If I was to implement SOLR, how is the
standard way of doing it?
The standard way to use Solr is to configure it as a separate web application, running in an instance of your favorite web application container (Jetty is recommended, and there may be some incompatibility issues with Resin). You communicate with it via its HTTP interface, either programmatically using a library like SolrJ or the provided JAR files, or directly using curl
or a web browser.
To get started, I recommend reading the tutorial, which is for Solr 1.3 but is for the most part still relevant.
And, I have not understood if I should
update the SOLR index everytime a new
classified is posted/or
updated/changed, or index them all at
once every 12 hours or so?
You can add documents as soon as they are posted. Solr will first write them into memory and then, depending on your configuration settings, after a certain amount of time has passed or after a certain amount of documents are pending, it will "commit" them to the index on disk. You can also configure how often the index is optimized, which is an expensive operation that compacts the on-disk index.
Should I use SOLR to find the ID of
the classifieds and then fetch the
record in mysql, or should I use ONLY
SOLR?
If your data is small (by total size, not individually) you can put it all into Solr, but as it grows larger you may want to use a hybrid solution where Solr just holds the indexed values and MySQL is used for the stored data.
But haven't found any good articles
about dataImportHandlers if that's
what I need..
If you want to export your MySQL data into Solr, use the CSVRequestHandler (note that csv here can really be any flat file format, like the one MySQL would produce.

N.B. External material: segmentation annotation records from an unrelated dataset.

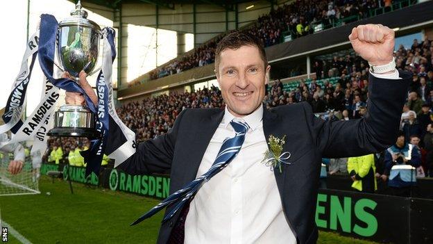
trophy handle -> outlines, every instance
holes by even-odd
[[[99,72],[99,70],[101,70],[101,67],[99,67],[97,69],[95,69],[94,71],[91,72],[90,74],[87,74],[87,76],[90,76],[94,74],[95,74],[96,72]]]

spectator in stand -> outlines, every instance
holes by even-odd
[[[410,92],[409,94],[407,106],[409,106],[409,110],[414,111],[416,114],[418,114],[421,111],[421,108],[423,107],[423,100],[418,97],[418,94],[416,92]]]
[[[421,127],[414,113],[411,113],[409,115],[409,120],[403,126],[403,132],[407,142],[409,142],[411,136],[421,134]]]
[[[417,149],[420,152],[420,155],[421,156],[421,165],[416,168],[416,177],[425,177],[425,173],[424,171],[424,167],[425,165],[425,158],[427,156],[427,151],[423,147],[420,146],[420,143],[421,140],[420,137],[414,135],[411,136],[409,143],[416,147]]]
[[[389,178],[388,186],[392,195],[410,197],[412,186],[416,184],[415,170],[418,167],[421,157],[416,147],[406,142],[405,133],[400,131],[396,144],[385,153],[384,174]]]
[[[421,133],[420,134],[421,138],[424,138],[424,135],[427,133],[427,126],[433,122],[432,113],[430,109],[428,104],[423,104],[421,112],[417,116],[417,120],[421,129]]]
[[[359,95],[355,95],[355,99],[353,100],[353,106],[352,106],[352,111],[353,111],[353,118],[357,119],[361,117],[359,115],[359,109],[361,107],[365,107],[366,103],[361,101],[361,96]]]
[[[415,111],[414,111],[409,109],[409,105],[407,104],[405,104],[405,106],[403,106],[403,112],[402,113],[401,121],[400,122],[401,129],[403,129],[403,126],[409,120],[409,115],[411,114],[413,114],[414,116],[415,116],[415,117],[416,118],[416,113],[415,113]]]
[[[430,90],[432,89],[428,85],[427,85],[425,77],[423,76],[420,78],[420,87],[418,88],[416,93],[418,93],[418,97],[421,99],[421,100],[423,100],[423,101],[427,101]]]
[[[427,151],[424,172],[426,177],[433,177],[433,124],[429,124],[427,127],[427,133],[423,141],[424,149]]]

Edit: in response to your comment, I hadn't looked into DataImportHandler
s before, but reading the page in the Solr manual, it seems that this is useful for importing data directly from your database (either all at once or periodic deltas) when you have a whole schema that you need to preserve. So I would say that if the data you need to index is a few fields in a single table, use the CSVRequestHandler
because it is very easy and does not need to be configured, but if you have a bunch of tables with relationships between them and all of the data needs to be put into the index, then you should look into DataImportHandler
.
Edit 2: anything that can make an HTTP request can update Solr, but here is a link to a project on google code that provides a PHP implementation of a Solr client. I have not used it myself.